Trump didn’t fill that vacuum with solutions. He filled it with vengeance. Not policy that delivered—but posture that blamed. While Republicans translated grievance into governing power, Democrats lost their map.

After 2024, the party was hollowed out. Young men walked away. Working-class voters of every background followed. The party that once stood for labor and civil rights began to feel like the party of college towns and tax credits. People didn’t switch sides—they stopped believing anyone was on theirs.

In that vacuum, the Abundance Agenda gained traction. Promoted by liberal technocrats, it focuses on clearing bureaucratic thickets: zoning reform, streamlined permitting, housing acceleration. Build more. Build faster. Let growth lift all boats.

But abundance doesn’t ask who’s in the boat—and who keeps getting thrown overboard. It solves for scarcity without addressing exclusion. It tackles supply, not distribution. It removes friction but doesn’t restore trust. Growth is not solidarity. Innovation is not inclusion. And no one will rally behind a politics that treats them as consumers before recognizing them as neighbors or workers.

Now, in his second term, Trump no longer pretends. He is using the federal government not to build—but to punish. Agencies are purged. Civil rights protections erased. Grants come with loyalty tests. Through executive orders and loyalist appointments, he is dismantling the federal infrastructure of inclusion, plank by plank.

This isn’t small government. It’s selective government—enforcement without support, punishment without provision. It survives because public systems remain fractured and cruel. When your right to basic services depends on proving your worth, solidarity dies. People stop defending each other’s needs. They’re too busy proving their own.

The single mother in the lobby doesn’t call this authoritarianism. She doesn’t have to. She feels it in the form that changes overnight. In the disconnected phone numbers. In the line she waits in each morning—only to be told again: You don’t qualify.

Abundance won’t help her.

Zoning reform won’t keep her housed.

Solar panels won’t make her feel seen.

She doesn’t need a productivity agenda. She needs a government that shows up.

Because this is how democracy unravels—not in a cataclysm, but in the quiet, daily normalization of abandonment.

Trump must be stopped. But we won’t defeat authoritarianism with messaging. Not with moral clarity. Not with speeches. Democrats will not win by being right. They will win by delivering.

Universalism is the only governing strategy strong enough to rebuild what Trumpism has corroded—not as a slogan, but as a material commitment. We cannot out-message collapse. We must out-govern it.

Ask that woman in the lobby what failed, and she won’t name a policy theory. She’ll say: the office stopped calling. The money vanished. The form changed. Beneath that is something deeper: a belief that survival must be earned. That belonging must be begged for. And once that belief takes hold, it doesn’t just break programs. It breaks democracy.

Because when help is conditional, it becomes contestable. When people compete for scraps, they stop believing in the public. They stop believing in each other. When democracy fails, it’s not because people stop believing in freedom.

It’s because freedom stops being useful.

A ballot won’t quiet a hungry child. A speech won’t refill a prescription.

If democracy is to survive, it must show up in people’s lives.

And to show up, it must trust them first.

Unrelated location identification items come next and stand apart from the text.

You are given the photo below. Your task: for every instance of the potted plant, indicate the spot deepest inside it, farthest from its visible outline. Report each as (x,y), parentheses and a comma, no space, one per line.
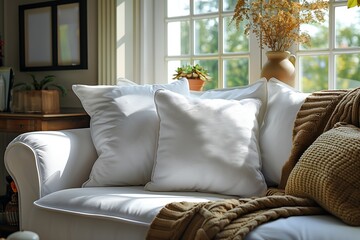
(196,74)
(38,96)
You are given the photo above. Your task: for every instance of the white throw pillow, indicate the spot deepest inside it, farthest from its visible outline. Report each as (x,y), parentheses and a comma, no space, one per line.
(124,127)
(207,145)
(255,90)
(283,105)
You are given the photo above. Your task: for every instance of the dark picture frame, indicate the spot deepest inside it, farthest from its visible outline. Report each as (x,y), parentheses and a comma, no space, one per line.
(53,35)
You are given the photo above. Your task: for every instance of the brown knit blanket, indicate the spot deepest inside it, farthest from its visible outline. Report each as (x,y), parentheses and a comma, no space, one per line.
(235,218)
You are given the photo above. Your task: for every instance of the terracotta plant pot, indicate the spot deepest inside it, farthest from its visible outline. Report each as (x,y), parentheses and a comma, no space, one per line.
(195,84)
(280,67)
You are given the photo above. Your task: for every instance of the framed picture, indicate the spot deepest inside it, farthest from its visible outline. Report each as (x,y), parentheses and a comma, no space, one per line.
(53,35)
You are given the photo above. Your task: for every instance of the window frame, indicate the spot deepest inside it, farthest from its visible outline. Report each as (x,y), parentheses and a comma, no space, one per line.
(331,52)
(160,52)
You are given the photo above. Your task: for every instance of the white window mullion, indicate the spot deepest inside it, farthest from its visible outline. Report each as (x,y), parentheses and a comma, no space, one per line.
(332,69)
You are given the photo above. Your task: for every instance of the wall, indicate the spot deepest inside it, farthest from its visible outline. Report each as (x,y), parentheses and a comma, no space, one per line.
(67,77)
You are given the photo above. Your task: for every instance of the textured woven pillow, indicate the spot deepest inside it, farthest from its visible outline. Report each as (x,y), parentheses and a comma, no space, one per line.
(329,173)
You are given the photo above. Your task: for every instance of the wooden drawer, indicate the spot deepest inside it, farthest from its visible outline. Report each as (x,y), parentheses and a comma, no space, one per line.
(18,125)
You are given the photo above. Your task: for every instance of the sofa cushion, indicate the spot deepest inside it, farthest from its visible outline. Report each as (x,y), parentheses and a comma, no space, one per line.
(328,172)
(208,145)
(276,133)
(129,204)
(124,127)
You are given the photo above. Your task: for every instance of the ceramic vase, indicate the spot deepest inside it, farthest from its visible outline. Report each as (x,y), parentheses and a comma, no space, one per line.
(280,65)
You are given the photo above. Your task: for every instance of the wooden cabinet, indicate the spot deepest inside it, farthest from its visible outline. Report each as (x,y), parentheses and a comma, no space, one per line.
(23,122)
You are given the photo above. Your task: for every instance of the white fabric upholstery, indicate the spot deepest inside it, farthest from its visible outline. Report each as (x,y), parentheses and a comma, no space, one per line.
(215,137)
(124,128)
(276,134)
(128,204)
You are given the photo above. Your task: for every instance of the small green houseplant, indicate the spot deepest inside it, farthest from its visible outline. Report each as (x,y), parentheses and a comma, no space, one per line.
(46,83)
(196,74)
(38,96)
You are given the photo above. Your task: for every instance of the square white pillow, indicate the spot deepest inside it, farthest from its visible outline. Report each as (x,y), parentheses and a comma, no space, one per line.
(124,127)
(276,133)
(255,90)
(207,145)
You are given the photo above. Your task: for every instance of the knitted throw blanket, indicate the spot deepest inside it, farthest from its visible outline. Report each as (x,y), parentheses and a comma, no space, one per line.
(235,218)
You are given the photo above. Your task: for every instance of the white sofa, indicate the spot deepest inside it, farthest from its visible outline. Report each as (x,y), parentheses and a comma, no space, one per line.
(51,170)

That woman is still waiting. Not for charity—for recognition. For someone to say: You matter. You belong. You should not have to beg to be seen. Universalism answers that hope. Not with pity, but with presence. Not with exceptions, but with guarantees. It does not ask what she did wrong. It simply says: You are part of this country. You are not alone.

Because if this republic is to endure, it won’t be because people begged for help.

It will be because we chose to build a government that finally refused to look away.

We chose to show up—not with hesitation, not with disclaimers, but with resolve.

Because in a nation this rich, no one should have to stand in line just to be seen.

No one should have to plead for the dignity that should already be theirs.